Gupta: The next surgeon general?
Barack Obama might give Dr. Sanjay Gupta, CNN’s “chief medical correspondent" the high-profile post
I guess Marcus Welby was too old, said Michael Giltz in Huffingtonpost.com. Barack Obama, it was reported last week, is strongly considering naming Dr. Sanjay Gupta, CNN’s “chief medical correspondent,” to be the next U.S. surgeon general—an appointment that would be “dismaying” on several levels. It isn’t just the questionable advice Gupta has given his viewers over the years, or the factual corrections CNN had to issue after his on-air spat with Michael Moore over the sorry state of U.S. health care. What really makes this a “dumb pick” is that Gupta was chosen purely because he’s a celebrity. Didn’t Obama promise to put a premium on competence in his administration, after the bungling and cronyism of the Bush years? Why appoint as guardian of the nation’s health a blow-dried TV doctor that People once included on its list of Sexiest Men Alive?
Gupta is “not just a pretty face,’’ said The Economist in an editorial. Gupta happens to be a practicing neurosurgeon and he’s also, crucially, an Indian-American.

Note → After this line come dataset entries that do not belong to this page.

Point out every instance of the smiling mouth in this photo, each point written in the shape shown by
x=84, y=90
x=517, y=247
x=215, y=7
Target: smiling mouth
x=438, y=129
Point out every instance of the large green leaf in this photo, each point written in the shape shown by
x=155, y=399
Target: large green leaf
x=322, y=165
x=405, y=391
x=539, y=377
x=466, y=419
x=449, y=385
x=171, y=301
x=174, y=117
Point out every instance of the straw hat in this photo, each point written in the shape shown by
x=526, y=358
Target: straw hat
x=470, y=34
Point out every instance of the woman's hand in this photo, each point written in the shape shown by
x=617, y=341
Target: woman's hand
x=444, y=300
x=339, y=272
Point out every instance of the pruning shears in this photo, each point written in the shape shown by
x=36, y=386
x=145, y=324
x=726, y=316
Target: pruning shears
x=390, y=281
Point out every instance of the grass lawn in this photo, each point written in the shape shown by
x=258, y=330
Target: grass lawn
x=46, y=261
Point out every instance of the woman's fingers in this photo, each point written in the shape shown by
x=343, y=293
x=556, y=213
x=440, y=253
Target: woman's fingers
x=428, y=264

Doctors “with roots in the subcontinent are greatly over-represented among the country’s medical establishment, but have long felt neglected.” Installing Gupta as surgeon general would score Obama some political points with this growing constituency, as well as with Indian-Americans in general. As for those critics dismissing Gupta as a lightweight, said Troy Patterson in Slate.com, what exactly do they think a surgeon general does all day? “The gig is, at its best, pro-health PR work,” using the bully pulpit of the office to educate the public about their health—in other words, pretty much exactly what Gupta has been doing so successfully for years now on CNN. He’s a perfect fit.

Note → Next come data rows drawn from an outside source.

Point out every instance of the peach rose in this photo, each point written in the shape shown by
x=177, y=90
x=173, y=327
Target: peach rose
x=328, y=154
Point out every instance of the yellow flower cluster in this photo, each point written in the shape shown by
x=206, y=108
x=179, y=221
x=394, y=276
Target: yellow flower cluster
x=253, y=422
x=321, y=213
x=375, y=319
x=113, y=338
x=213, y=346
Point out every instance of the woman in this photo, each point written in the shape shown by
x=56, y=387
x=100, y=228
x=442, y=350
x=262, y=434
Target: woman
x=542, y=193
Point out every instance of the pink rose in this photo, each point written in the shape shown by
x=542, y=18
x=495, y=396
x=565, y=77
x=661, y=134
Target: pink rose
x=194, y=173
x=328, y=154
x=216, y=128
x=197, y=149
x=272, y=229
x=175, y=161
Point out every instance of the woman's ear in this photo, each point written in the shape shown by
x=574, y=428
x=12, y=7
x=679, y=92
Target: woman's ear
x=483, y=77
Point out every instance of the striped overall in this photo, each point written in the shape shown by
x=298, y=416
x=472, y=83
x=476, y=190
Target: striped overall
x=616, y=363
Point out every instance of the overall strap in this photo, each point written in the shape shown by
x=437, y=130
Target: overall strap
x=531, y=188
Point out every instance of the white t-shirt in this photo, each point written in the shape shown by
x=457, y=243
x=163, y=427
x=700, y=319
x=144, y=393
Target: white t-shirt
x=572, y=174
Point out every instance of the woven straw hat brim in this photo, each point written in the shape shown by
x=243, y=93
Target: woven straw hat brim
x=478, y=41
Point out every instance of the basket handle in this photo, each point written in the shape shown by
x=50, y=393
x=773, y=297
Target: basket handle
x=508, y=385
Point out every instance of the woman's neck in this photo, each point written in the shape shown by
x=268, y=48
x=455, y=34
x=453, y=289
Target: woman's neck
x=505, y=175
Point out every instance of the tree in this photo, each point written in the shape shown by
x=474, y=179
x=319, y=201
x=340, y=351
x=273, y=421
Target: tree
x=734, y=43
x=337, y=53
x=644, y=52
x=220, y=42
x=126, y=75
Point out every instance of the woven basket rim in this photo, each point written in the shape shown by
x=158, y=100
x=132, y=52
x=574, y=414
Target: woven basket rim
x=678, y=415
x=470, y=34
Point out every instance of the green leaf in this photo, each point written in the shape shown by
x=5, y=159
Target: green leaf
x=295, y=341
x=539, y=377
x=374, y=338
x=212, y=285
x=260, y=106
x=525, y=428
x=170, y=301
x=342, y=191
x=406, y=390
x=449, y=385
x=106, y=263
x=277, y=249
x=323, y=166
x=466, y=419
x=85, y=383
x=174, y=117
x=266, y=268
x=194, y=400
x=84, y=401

I agree that the surgeon general needs to be a good communicator, said Peter Aldhous in NewScientist.com. “But is this particular communicator the best choice?” Gupta has enjoyed an unusually cozy and lucrative relationship with the drug industry over the years, and is known for constantly urging his viewers to demand the latest expensive medical screening procedure—“even when the scientific evidence indicates that it may not benefit patients.” I can see the logic of appointing a TV doctor to be surgeon general, but not if he’s a shill for Big Pharma and the HMOs. Consider the alternatives, though, said Bill Brownstein in the Montreal Gazette. With only a handful of TV doctors to choose from, we should be grateful Obama didn’t go with that “motormouth know-it-all,” Dr. Phil.